A buy-in or buyout is usually good news. So why does it feel difficult to tell members about it?
Perhaps it’s because members aren’t generally consulted about the process and might feel a bit ignored. The trustees might seem to be handing responsibility to an insurance company – perhaps one the member has never heard of. Trustees themselves might have mixed feelings about this section 32 process. If members don’t understand what’s happening, they could start to worry. Some might think about transferring out. Explaining what you’re doing and why makes it less likely that they’ll react in a way they might regret.
Here are 6 tips to help you talk to members. Also check our buyout toolkit. It contains member-tested, compliant template letters for every step of the journey, from announcement to wind-up.

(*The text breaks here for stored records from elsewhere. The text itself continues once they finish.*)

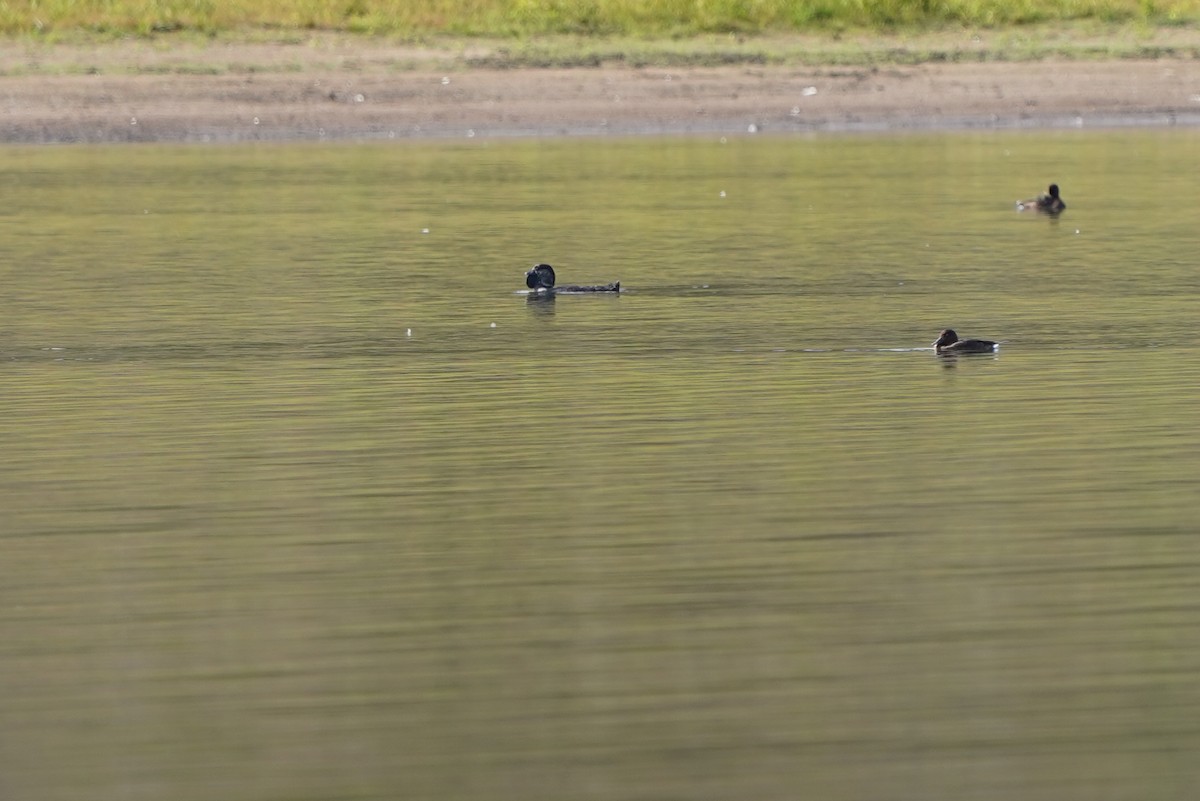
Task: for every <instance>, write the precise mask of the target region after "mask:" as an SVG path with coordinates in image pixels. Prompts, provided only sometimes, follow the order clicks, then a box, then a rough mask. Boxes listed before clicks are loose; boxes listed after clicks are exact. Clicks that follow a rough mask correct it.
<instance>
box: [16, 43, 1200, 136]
mask: <svg viewBox="0 0 1200 801" xmlns="http://www.w3.org/2000/svg"><path fill="white" fill-rule="evenodd" d="M323 56H324V58H320V59H317V58H314V56H313V55H312V54H311V48H308V49H306V48H305V47H304V46H260V44H258V46H254V44H246V46H241V47H240V49H236V48H234V49H230V46H222V48H221V49H220V50H218V52H212V53H209V54H208V55H205V52H204V50H197V52H194V53H190V54H187V55H186V60H185V61H180V60H179V59H180V58H184V56H180V55H179V54H174V56H173V55H172V53H170V52H166V53H164V52H161V50H152V52H142V50H138V52H128V50H126V52H122V50H121V48H120V46H115V47H110V46H106V49H100V48H94V49H88V50H83V49H74V50H72V49H66V50H55V52H53V53H47V52H38V53H36V54H32V55H30V54H28V53H26V54H23V55H22V54H17V55H12V54H10V55H7V56H6V60H4V61H0V68H2V70H4V74H2V77H0V141H6V143H83V141H88V143H107V141H242V140H316V139H384V138H448V137H449V138H455V137H529V135H602V134H610V135H629V134H700V133H704V134H726V133H728V134H737V133H746V132H750V131H756V132H767V133H791V132H820V131H893V130H926V128H932V130H953V128H1044V127H1085V128H1086V127H1106V126H1169V125H1180V126H1196V125H1200V60H1195V59H1153V60H1120V61H1037V62H982V64H979V62H977V64H925V65H918V66H886V67H814V68H809V67H762V66H726V67H680V68H665V67H646V68H634V67H616V66H601V67H593V68H553V70H542V68H520V70H494V68H472V67H469V66H462V65H460V66H457V67H455V68H444V67H442V68H427V67H426V68H419V67H418V68H404V70H398V68H396V66H395V65H396V64H398V62H402V61H403V54H402V53H396V52H392V50H389V49H388V48H384V47H379V46H371V47H367V48H365V49H364V48H355V49H353V52H348V53H346V54H342V55H340V56H337V58H330V56H329V54H328V53H326V54H323ZM172 58H174V59H175V60H174V61H173V60H172ZM23 59H24V61H23ZM31 59H32V60H35V61H36V62H35V64H32V65H30V60H31ZM205 59H209V60H210V61H206V60H205ZM114 64H116V65H124V67H125V68H113V65H114ZM79 65H92V66H88V67H86V68H80V66H79ZM131 65H132V67H134V68H128V67H130V66H131ZM89 72H90V73H92V74H86V73H89Z"/></svg>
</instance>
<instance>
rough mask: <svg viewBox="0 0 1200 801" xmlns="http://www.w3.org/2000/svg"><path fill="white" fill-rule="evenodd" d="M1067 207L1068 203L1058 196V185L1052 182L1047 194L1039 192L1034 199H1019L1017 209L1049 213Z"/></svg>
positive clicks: (1058, 211)
mask: <svg viewBox="0 0 1200 801" xmlns="http://www.w3.org/2000/svg"><path fill="white" fill-rule="evenodd" d="M1066 207H1067V204H1066V203H1063V201H1062V198H1060V197H1058V185H1057V183H1051V185H1050V186H1049V187H1048V188H1046V193H1045V194H1039V195H1038V197H1036V198H1033V199H1032V200H1018V201H1016V210H1018V211H1025V210H1026V209H1034V210H1036V211H1044V212H1045V213H1048V215H1057V213H1062V211H1063V210H1064V209H1066Z"/></svg>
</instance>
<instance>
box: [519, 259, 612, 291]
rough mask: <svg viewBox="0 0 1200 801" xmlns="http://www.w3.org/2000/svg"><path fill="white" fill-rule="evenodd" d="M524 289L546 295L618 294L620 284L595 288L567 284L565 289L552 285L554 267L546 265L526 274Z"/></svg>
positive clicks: (594, 287) (603, 284)
mask: <svg viewBox="0 0 1200 801" xmlns="http://www.w3.org/2000/svg"><path fill="white" fill-rule="evenodd" d="M526 287H528V288H529V289H532V290H534V291H546V293H619V291H620V282H619V281H618V282H616V283H612V284H599V285H595V287H576V285H574V284H568V285H565V287H556V285H554V267H552V266H550V265H548V264H538V265H534V266H533V269H532V270H529V272H527V273H526Z"/></svg>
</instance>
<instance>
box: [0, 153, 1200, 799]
mask: <svg viewBox="0 0 1200 801" xmlns="http://www.w3.org/2000/svg"><path fill="white" fill-rule="evenodd" d="M0 158H2V164H4V169H2V170H0V276H2V281H4V291H2V293H0V421H2V422H0V501H2V508H0V516H2V519H0V525H2V530H0V598H2V603H0V695H2V700H0V719H2V722H4V724H2V729H0V797H4V799H13V800H23V799H38V800H40V801H59V800H62V801H74V800H77V799H84V797H85V799H89V800H91V801H109V800H121V801H130V800H133V801H142V800H145V801H161V800H162V799H173V800H180V801H191V800H196V801H200V800H204V801H208V800H211V799H222V800H224V801H242V800H246V801H250V800H254V801H258V800H262V799H280V800H284V799H286V800H288V801H298V800H312V801H317V800H332V799H338V800H352V799H353V800H371V801H376V800H378V801H385V800H391V799H438V800H460V799H461V800H464V801H466V800H478V799H497V800H514V801H516V800H521V801H530V800H546V801H552V800H553V801H558V800H564V799H595V800H600V801H608V800H634V799H637V800H674V799H678V800H689V801H695V800H706V799H710V800H713V801H718V800H721V801H725V800H730V799H755V800H758V801H761V800H776V799H778V800H780V801H784V800H794V799H822V800H832V801H848V800H854V801H875V800H889V801H890V800H912V801H926V800H929V799H973V800H988V801H991V800H996V801H1001V800H1010V799H1022V800H1025V801H1030V800H1033V801H1039V800H1045V801H1063V800H1076V799H1078V800H1080V801H1097V800H1118V799H1120V800H1126V799H1128V800H1130V801H1134V800H1138V801H1144V800H1147V799H1152V800H1153V799H1192V797H1195V795H1196V793H1198V791H1200V763H1198V760H1196V753H1198V752H1200V723H1198V721H1200V541H1198V537H1196V535H1198V529H1200V428H1198V422H1200V411H1198V410H1200V257H1198V253H1200V225H1198V222H1200V217H1198V215H1196V210H1198V209H1200V181H1196V179H1195V174H1196V164H1198V163H1200V132H1198V131H1195V130H1183V131H1156V132H1127V131H1123V132H1058V133H1036V134H1034V133H949V134H937V135H904V137H890V135H884V137H840V138H839V137H814V138H766V137H749V135H748V137H744V138H732V139H728V140H727V141H719V140H716V139H637V140H602V139H599V140H598V139H586V140H550V141H494V140H492V141H484V140H470V141H461V143H457V141H456V143H433V144H403V145H395V144H391V145H376V144H372V145H349V144H346V145H323V146H313V145H308V146H281V145H274V146H265V147H240V146H238V147H160V146H124V147H97V149H85V147H46V149H14V147H8V149H4V150H0ZM1050 181H1057V182H1058V183H1060V185H1062V191H1063V197H1064V199H1066V201H1067V204H1068V210H1067V212H1066V213H1064V215H1063V216H1062V217H1061V218H1057V219H1054V218H1048V217H1043V216H1038V215H1033V213H1019V212H1016V211H1015V210H1014V205H1013V201H1014V200H1015V199H1016V198H1019V197H1022V195H1030V194H1033V193H1036V192H1038V191H1044V188H1045V185H1046V183H1049V182H1050ZM535 261H550V263H551V264H553V265H554V266H556V267H557V270H558V276H559V281H560V282H563V283H570V282H577V283H601V282H607V281H617V279H619V281H620V282H622V284H623V287H624V288H625V289H626V290H628V291H625V293H622V294H620V295H619V296H614V295H562V296H558V297H551V299H539V297H529V296H528V295H526V294H523V290H524V285H523V272H524V270H526V269H527V267H528V266H529V265H532V264H533V263H535ZM947 326H950V327H954V329H956V330H958V331H959V333H960V335H962V336H965V337H985V338H992V339H1000V341H1002V345H1001V349H1000V353H998V354H996V355H991V356H974V357H959V359H943V357H938V356H935V355H934V353H932V351H931V350H930V349H929V343H930V342H931V341H932V339H934V338H935V337H936V335H937V332H938V331H940V330H941V329H943V327H947Z"/></svg>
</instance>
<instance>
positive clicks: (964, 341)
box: [934, 329, 1000, 354]
mask: <svg viewBox="0 0 1200 801" xmlns="http://www.w3.org/2000/svg"><path fill="white" fill-rule="evenodd" d="M998 348H1000V343H997V342H992V341H991V339H959V335H956V333H954V329H946V330H944V331H942V333H941V335H940V336H938V337H937V341H936V342H934V350H935V351H936V353H937V354H994V353H996V350H997V349H998Z"/></svg>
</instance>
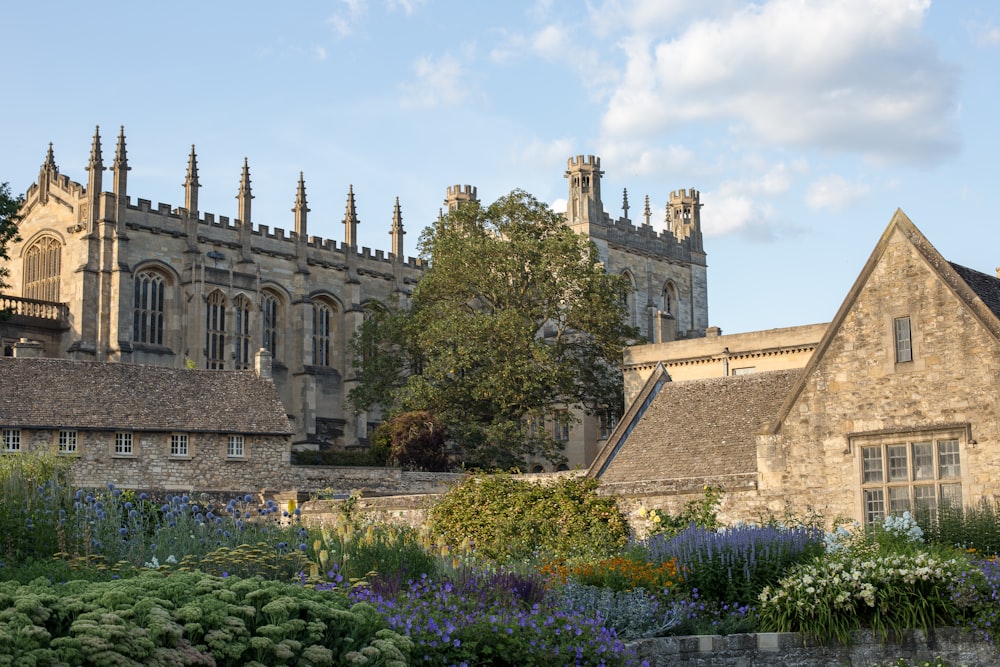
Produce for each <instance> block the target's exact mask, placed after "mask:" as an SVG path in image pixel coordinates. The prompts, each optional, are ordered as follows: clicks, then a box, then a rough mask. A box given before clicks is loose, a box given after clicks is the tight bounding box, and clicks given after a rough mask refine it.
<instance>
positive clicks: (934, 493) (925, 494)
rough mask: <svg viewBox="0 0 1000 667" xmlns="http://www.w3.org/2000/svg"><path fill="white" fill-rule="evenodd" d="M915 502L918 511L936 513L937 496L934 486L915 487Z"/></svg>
mask: <svg viewBox="0 0 1000 667" xmlns="http://www.w3.org/2000/svg"><path fill="white" fill-rule="evenodd" d="M913 500H914V502H915V504H916V506H917V509H918V510H931V511H934V510H936V509H937V494H936V493H935V492H934V487H933V486H915V487H913Z"/></svg>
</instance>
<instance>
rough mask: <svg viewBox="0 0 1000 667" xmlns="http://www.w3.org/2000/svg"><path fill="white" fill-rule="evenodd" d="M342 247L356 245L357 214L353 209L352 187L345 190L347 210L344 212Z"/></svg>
mask: <svg viewBox="0 0 1000 667" xmlns="http://www.w3.org/2000/svg"><path fill="white" fill-rule="evenodd" d="M344 245H346V246H352V247H357V245H358V212H357V210H355V208H354V185H353V184H352V185H350V186H348V188H347V209H346V210H345V211H344Z"/></svg>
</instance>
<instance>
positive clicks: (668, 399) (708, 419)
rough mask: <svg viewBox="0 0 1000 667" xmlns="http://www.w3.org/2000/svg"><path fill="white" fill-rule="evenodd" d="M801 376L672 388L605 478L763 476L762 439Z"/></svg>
mask: <svg viewBox="0 0 1000 667" xmlns="http://www.w3.org/2000/svg"><path fill="white" fill-rule="evenodd" d="M801 372H802V371H801V369H795V370H787V371H772V372H767V373H752V374H749V375H739V376H731V377H724V378H712V379H709V380H690V381H686V382H668V383H666V384H665V385H663V388H662V389H661V390H660V393H659V394H658V395H657V396H656V398H655V399H654V400H653V402H652V403H651V404H650V406H649V408H648V409H647V410H646V413H645V415H644V416H643V418H642V419H641V420H640V422H639V423H638V424H637V425H636V426H635V428H634V430H633V431H632V432H631V434H630V435H629V436H628V440H627V441H626V442H625V443H624V444H623V445H622V447H621V449H620V450H619V451H618V453H617V454H616V455H615V457H614V459H613V460H612V461H611V462H610V463H609V464H608V466H607V469H606V470H605V471H604V473H603V474H602V475H601V481H602V482H604V483H618V482H639V481H647V480H657V479H679V478H686V477H713V476H719V475H731V474H739V473H753V472H756V470H757V444H756V437H755V436H756V434H757V433H758V432H759V431H760V430H761V429H762V428H763V427H764V426H765V425H766V424H767V423H768V422H769V421H770V420H771V419H773V418H774V416H775V415H776V414H777V413H778V409H779V408H780V407H781V404H782V402H783V401H784V400H785V398H786V396H787V395H788V392H789V391H790V390H791V388H792V386H793V385H794V383H795V380H796V379H797V378H798V376H799V374H800V373H801Z"/></svg>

1. Tell members that their benefits won’t reduce
Unexpected letters about your pension can make for an unwelcome surprise. Many members who open one will immediately fear the worst. Anything that comes before the information they most want to hear – that their overall benefits won’t change – will most likely be skimmed over.
So, try and get this crucial message as far up the page as you possibly can. Once you’ve put your audience at ease, they’re more likely to read and absorb the rest of what you want them to know.
2. Make it clear that this is good news
People are used to news stories about pension schemes getting into trouble and members losing money. Against that background, an insurance company getting involved in the scheme’s payments could sound to a member like something’s gone badly wrong.
So, you should reassure members that the pension fund isn’t in trouble – quite the opposite. Emphasise that the money in the fund is being used to make a very large insurance company, backed by big cash reserves, responsible for funding some or all of the scheme’s benefits. These insurance companies specialise in managing money and paying pensions in this way, so it makes sense to involve one of them. It reduces risk and makes the financial future of all members even more secure. You could also say that this is very common – something lots of pension schemes are doing.
3. Think about segmenting your audiences
Your pension scheme might be going through a process that will only include some members. And you might also be talking to a group of members about other options for taking their benefits. If this is the case, it’s really important to explain to all members that reducing risk in the scheme is a good thing for everyone. Then segment your communications so that people only get more details when those details apply to them.
4. Use everyday language
Whenever you write to members, use language they understand. Very few people know what a ‘bulk annuity purchase’ or a ‘section 32 pension buyout’ is, so think about whether you need to use the phrase at all. ‘Buy-in’ or ‘buyout’ is easier to digest, but make sure you explain what it is before you start talking about it.
Think about describing what’s happening in the clearest possible terms: the trustee is buying an insurance policy that reduces the burden on the scheme and makes members’ benefits even more secure.
5. Signpost members to more information
No matter how clearly and positively you explain a buy-in or buyout, some members may still worry. Host a well-organised, well-written FAQ page on your website and that will be enough for the vast majority of members. But for those who want more, make it easy for them to get in touch, and let them choose between phone, email and post.
6. Keep it consistent as you implement the change
Maybe the trustee does a good job of explaining a buyout. But what happens when the insurer steps in and the member becomes a policyholder? A carefully planned comms handover between the trustee and the insurance company will help people know what’s happening and feel in safe hands. Keep terms consistent and cover letters short. This serves everybody’s interests – reducing anxiety as well as calls to your admin team.